Raymond Ibrahim is a Shillman Fellow at the David Horowitz Freedom Center. This article is reprinted from Coptic Solidarity.
“To date, no hearings have been set, no reparation has been provided, and no courts have sought to move the case forward.” Such is how a recent report describes the plight of So‘ad Thabet, a Coptic Christian grandmother in her seventies living in Egypt.
On May 20, 2016, a mob of some 300 Muslim men descended on her home, stripped her completely naked, beat, spit on, and paraded her in the streets of al-Karm village (in Minya governorate) to jeers, whistles, and triumphant shouts of “Allahu Akbar.”
Her crime? Her son was falsely accused of having a romantic relationship with a Muslim woman, which is banned under Islamic law, or sharia—the same body of teachings that prescribe the collective punishment of non-Muslim “infidels.”

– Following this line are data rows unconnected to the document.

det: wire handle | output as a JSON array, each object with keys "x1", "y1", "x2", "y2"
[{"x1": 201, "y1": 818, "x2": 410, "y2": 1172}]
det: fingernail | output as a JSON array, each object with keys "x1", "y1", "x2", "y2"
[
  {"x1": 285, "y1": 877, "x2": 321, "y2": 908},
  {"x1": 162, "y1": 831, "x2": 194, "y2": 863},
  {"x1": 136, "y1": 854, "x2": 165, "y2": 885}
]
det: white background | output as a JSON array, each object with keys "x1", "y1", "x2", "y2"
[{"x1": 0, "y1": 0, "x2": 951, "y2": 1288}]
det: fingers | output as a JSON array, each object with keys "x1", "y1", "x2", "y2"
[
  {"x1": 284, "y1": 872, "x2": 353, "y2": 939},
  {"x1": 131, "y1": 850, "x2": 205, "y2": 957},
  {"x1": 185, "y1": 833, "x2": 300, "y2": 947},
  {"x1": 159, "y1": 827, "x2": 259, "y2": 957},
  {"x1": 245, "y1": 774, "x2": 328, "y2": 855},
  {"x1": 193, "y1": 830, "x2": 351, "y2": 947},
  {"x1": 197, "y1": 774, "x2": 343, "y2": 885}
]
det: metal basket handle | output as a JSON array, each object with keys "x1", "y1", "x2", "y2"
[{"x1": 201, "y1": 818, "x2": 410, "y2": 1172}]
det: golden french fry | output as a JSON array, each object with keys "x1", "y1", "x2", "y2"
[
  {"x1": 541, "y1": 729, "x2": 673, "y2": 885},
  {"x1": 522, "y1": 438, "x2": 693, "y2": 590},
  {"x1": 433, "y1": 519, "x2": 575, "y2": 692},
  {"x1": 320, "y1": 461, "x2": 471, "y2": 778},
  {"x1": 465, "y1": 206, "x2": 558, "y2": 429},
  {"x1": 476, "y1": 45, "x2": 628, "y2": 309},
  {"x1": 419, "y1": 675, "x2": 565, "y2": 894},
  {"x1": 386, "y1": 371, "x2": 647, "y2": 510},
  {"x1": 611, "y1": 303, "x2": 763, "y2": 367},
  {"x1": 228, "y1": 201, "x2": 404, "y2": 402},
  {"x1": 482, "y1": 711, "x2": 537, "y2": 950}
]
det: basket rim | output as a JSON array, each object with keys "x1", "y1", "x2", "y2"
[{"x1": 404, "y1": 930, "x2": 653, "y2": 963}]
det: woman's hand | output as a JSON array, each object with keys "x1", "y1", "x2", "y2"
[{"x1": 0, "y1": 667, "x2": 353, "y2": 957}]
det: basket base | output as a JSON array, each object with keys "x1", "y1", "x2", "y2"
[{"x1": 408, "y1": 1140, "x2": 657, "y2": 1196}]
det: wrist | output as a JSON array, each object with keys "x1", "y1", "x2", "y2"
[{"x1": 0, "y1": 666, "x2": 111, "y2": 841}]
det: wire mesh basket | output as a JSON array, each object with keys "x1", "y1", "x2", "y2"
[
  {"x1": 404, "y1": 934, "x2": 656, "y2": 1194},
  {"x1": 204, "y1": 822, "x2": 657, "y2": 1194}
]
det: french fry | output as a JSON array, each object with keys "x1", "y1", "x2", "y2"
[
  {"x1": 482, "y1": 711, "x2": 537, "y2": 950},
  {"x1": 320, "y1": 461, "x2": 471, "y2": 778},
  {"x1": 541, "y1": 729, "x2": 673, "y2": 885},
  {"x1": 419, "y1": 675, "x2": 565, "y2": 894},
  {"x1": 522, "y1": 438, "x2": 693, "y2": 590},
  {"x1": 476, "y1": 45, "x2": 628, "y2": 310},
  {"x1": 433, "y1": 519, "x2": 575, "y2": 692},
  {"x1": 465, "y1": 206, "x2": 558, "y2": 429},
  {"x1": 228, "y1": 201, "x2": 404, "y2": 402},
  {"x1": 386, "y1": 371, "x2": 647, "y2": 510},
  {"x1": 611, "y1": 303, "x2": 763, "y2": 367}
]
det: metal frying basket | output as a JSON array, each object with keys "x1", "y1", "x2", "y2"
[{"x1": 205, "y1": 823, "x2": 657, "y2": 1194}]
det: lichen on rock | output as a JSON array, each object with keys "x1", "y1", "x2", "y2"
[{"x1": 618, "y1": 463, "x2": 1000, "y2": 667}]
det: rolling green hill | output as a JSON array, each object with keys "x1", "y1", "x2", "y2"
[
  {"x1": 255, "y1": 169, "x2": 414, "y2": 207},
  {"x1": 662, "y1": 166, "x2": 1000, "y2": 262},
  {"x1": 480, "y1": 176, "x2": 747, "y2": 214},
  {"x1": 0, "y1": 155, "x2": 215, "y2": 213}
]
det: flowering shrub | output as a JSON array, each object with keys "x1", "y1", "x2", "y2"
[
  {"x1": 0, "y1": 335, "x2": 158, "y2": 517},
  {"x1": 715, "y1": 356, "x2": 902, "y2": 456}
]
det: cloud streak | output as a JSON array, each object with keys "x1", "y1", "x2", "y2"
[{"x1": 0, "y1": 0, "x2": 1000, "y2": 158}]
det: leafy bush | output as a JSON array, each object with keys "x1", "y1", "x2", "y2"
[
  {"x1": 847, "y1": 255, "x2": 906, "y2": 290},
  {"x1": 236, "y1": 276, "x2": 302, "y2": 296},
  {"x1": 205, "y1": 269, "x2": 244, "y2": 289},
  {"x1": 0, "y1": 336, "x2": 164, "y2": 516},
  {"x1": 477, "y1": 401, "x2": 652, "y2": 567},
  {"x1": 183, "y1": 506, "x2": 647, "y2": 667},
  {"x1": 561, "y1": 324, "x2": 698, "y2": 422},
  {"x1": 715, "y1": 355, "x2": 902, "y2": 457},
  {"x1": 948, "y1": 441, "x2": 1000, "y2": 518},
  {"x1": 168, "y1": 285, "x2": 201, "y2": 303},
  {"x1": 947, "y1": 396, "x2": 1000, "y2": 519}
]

Earlier that day Thabet and her husband had gone to local police and complained that they were being harassed and threatened by neighborhood Muslims. Police responded by also threatening and ordering them out of the station. A few hours later, the attack came. It took the same local police over two hours to appear, giving the mob “ample time,” as one Christian clergyman put it, to riot. Seven Christian homes were also burned.

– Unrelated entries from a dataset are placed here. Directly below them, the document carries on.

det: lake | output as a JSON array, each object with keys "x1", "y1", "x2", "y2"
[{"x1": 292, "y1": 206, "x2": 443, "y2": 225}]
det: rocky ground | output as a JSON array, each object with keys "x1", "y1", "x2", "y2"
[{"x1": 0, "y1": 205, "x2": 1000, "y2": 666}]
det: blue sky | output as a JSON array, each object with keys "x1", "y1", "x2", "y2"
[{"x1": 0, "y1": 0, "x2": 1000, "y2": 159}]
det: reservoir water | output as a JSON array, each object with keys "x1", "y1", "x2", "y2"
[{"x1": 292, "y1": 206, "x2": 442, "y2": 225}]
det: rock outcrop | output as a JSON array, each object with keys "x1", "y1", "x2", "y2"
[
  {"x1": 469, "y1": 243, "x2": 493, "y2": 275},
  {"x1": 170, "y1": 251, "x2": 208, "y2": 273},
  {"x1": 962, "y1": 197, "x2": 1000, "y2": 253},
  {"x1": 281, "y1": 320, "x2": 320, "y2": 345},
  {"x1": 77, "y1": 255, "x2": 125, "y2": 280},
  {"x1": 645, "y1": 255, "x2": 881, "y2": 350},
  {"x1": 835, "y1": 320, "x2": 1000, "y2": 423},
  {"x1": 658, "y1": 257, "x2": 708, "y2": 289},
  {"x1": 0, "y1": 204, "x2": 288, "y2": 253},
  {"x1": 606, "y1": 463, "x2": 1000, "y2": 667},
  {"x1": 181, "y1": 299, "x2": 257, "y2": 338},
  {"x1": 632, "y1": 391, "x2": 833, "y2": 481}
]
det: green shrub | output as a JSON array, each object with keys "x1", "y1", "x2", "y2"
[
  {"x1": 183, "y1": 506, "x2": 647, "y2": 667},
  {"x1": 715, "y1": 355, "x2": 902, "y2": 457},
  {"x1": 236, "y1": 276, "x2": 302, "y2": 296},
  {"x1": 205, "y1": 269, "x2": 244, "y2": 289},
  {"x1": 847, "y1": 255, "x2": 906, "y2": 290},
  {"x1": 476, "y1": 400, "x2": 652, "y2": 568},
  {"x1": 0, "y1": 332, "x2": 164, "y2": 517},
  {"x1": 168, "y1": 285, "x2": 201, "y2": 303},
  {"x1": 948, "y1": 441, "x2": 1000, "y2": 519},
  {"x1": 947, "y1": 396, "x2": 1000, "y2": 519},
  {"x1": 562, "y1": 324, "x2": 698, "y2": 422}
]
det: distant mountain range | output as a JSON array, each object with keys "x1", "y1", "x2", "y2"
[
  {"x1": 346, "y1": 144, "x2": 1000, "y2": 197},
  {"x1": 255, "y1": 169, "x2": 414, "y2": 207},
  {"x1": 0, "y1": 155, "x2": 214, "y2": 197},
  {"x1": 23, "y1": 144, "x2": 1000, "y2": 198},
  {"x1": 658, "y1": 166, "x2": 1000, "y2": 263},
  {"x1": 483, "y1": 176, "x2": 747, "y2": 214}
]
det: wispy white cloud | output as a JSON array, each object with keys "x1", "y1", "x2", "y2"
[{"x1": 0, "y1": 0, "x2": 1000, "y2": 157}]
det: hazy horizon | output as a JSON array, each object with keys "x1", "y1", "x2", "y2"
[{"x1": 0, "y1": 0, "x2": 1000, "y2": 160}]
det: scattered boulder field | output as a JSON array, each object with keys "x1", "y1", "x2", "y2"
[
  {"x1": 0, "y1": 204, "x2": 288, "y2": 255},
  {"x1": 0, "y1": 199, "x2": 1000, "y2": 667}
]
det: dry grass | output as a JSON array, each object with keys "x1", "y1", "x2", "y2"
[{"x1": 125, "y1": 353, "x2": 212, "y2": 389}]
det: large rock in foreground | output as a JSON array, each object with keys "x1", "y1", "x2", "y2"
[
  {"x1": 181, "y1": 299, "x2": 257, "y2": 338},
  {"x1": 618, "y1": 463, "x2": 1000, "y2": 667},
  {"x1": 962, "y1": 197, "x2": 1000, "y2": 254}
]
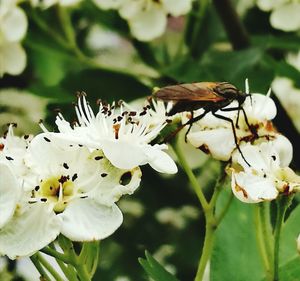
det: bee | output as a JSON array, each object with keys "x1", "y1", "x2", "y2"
[{"x1": 153, "y1": 82, "x2": 255, "y2": 166}]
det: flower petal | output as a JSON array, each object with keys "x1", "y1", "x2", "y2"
[
  {"x1": 243, "y1": 94, "x2": 277, "y2": 123},
  {"x1": 119, "y1": 0, "x2": 145, "y2": 20},
  {"x1": 232, "y1": 142, "x2": 280, "y2": 172},
  {"x1": 145, "y1": 144, "x2": 178, "y2": 174},
  {"x1": 99, "y1": 140, "x2": 148, "y2": 169},
  {"x1": 0, "y1": 203, "x2": 61, "y2": 259},
  {"x1": 59, "y1": 199, "x2": 123, "y2": 241},
  {"x1": 187, "y1": 126, "x2": 236, "y2": 161},
  {"x1": 272, "y1": 134, "x2": 293, "y2": 167},
  {"x1": 162, "y1": 0, "x2": 193, "y2": 17},
  {"x1": 257, "y1": 0, "x2": 286, "y2": 11},
  {"x1": 128, "y1": 3, "x2": 167, "y2": 41},
  {"x1": 270, "y1": 3, "x2": 300, "y2": 31},
  {"x1": 0, "y1": 163, "x2": 21, "y2": 228},
  {"x1": 231, "y1": 172, "x2": 278, "y2": 203}
]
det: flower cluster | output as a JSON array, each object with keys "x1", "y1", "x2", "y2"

Nearly six years later and still no justice for So‘ad Thabet, even though her abusers are well known. “The case had been postponed several times and was closed in 2017 due to insufficient evidence,” states an Arabic language report. “However, the woman’s legal representatives filed a grievance reopening it again. Then, in March 2019, the Minya felony court decided to withdraw from hearing the case due to embarrassment.” After that, in October 2019, the case was postponed again, because a court member was reportedly absent. Nearly a year after that, in September 2020, the court simply recused itself. And now, according to the most recent reporting (Jan. 18, 2022), “Egypt’s courts still have made no efforts to pursue justice in the five and a half-year-old case.”
Such is Egyptian “justice.” Meanwhile, the humiliated, elderly woman resides outside her village for fear of “reprisals,” even as her tormentors, who are all known by name and face, still live and walk around there, freely and proudly.

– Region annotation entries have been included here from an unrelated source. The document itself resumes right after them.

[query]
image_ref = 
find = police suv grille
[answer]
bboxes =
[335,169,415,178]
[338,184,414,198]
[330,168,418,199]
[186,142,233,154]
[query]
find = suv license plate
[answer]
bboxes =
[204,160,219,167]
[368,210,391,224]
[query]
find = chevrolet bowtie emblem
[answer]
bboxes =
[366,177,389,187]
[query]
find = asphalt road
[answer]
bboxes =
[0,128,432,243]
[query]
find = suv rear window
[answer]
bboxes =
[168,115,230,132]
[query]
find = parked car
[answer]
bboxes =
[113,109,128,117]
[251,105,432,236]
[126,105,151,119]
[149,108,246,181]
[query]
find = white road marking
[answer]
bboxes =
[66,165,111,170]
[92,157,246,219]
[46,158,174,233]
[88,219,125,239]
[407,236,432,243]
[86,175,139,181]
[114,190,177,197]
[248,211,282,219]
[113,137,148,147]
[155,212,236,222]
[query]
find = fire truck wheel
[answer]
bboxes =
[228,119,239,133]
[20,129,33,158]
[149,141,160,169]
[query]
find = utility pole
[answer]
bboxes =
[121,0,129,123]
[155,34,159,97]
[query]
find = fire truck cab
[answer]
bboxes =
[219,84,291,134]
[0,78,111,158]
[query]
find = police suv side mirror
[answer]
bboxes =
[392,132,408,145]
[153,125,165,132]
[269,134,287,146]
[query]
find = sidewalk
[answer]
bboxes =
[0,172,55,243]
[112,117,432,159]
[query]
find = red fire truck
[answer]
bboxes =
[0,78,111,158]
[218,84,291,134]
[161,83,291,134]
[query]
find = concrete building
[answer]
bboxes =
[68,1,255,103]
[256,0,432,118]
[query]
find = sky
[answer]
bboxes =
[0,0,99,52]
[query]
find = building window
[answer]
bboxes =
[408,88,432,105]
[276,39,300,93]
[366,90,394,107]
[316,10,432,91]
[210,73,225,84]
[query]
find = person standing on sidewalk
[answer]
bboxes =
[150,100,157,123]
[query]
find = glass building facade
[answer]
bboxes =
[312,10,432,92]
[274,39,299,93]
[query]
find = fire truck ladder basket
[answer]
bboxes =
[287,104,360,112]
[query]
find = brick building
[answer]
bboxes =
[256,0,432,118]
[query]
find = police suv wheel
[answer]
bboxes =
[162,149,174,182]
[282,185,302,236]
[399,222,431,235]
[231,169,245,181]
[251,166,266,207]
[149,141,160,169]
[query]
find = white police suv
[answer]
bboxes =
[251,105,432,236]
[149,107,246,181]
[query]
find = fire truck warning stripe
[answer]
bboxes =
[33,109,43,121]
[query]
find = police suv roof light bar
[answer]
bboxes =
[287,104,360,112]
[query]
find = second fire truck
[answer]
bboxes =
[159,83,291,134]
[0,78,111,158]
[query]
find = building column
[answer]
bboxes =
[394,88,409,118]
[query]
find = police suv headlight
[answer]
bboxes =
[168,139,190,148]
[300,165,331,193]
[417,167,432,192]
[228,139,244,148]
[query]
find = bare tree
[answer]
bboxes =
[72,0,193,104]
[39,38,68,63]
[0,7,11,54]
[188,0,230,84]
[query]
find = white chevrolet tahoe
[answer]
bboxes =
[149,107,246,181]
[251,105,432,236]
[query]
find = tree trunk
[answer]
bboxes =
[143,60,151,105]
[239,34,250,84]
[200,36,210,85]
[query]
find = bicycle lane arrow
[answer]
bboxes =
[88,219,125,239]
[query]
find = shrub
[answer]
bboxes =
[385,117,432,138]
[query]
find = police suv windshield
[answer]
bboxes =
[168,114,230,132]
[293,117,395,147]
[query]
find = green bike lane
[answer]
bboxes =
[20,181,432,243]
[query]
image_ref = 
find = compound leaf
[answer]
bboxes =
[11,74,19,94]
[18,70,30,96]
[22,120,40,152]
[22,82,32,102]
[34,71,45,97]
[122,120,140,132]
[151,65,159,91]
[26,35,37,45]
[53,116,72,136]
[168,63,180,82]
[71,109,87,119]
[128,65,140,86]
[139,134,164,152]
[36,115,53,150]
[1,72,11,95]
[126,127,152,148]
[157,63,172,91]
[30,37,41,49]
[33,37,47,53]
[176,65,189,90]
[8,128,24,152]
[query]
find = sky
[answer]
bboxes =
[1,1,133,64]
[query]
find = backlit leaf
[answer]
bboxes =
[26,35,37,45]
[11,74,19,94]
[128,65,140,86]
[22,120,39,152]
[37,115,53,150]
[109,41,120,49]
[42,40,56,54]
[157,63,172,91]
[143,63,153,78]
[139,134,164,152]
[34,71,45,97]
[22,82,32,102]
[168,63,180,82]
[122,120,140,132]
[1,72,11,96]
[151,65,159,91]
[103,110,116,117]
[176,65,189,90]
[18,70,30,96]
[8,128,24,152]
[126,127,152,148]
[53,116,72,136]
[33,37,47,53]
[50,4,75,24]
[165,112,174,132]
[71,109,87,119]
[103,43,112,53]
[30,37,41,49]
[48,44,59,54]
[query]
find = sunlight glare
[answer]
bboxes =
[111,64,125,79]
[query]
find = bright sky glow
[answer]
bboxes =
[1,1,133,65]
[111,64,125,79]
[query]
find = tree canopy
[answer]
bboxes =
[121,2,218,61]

Commenting on this delay, Adel Guindy, founding president of Coptic Solidarity and author of A Sword Over the Nile, which outlines the persecution Egypt’s Christians experienced over the course of fourteen centuries, said,
The judiciary system in Egypt, as well as the rest of the pillars of the state (often referred to as the “deep state”) have become impregnated with fundamentalist Islamic ideology, and are thus decidedly biased against Copts. The political leadership of the country takes no concrete corrective measures and, worse still, lets this ideology shape and dominate the society, through education and media.
The ongoing stalling of this relatively clear-cut case makes clear that Egypt’s Christian minorities are not just suffering from Islamists and criminals but from the entire system, a system which allows much impunity for those who would target Christians. After all, a justice that moves as slowly as a turtle—constantly recusing and delaying—is just another form of injustice.
In the end, Thabet’s problem is that she is both a woman and a Christian—two characteristics that make her something of a nonentity in Islamic, uber-patriarchal Egypt. This fact was even more recently underscored: although Egypt’s most indigenous population, the Christian Copts, amount for at least 10 percent of the nation’s population, on Mar. 3, 2022, 98 female justices were, in an unprecedented and progressive move, appointed in Egypt—and yet not one of them was a Christian, all Muslims.
This would seem to suggest that being Christian is even worse than being a woman in Egypt—and that’s certainly saying something.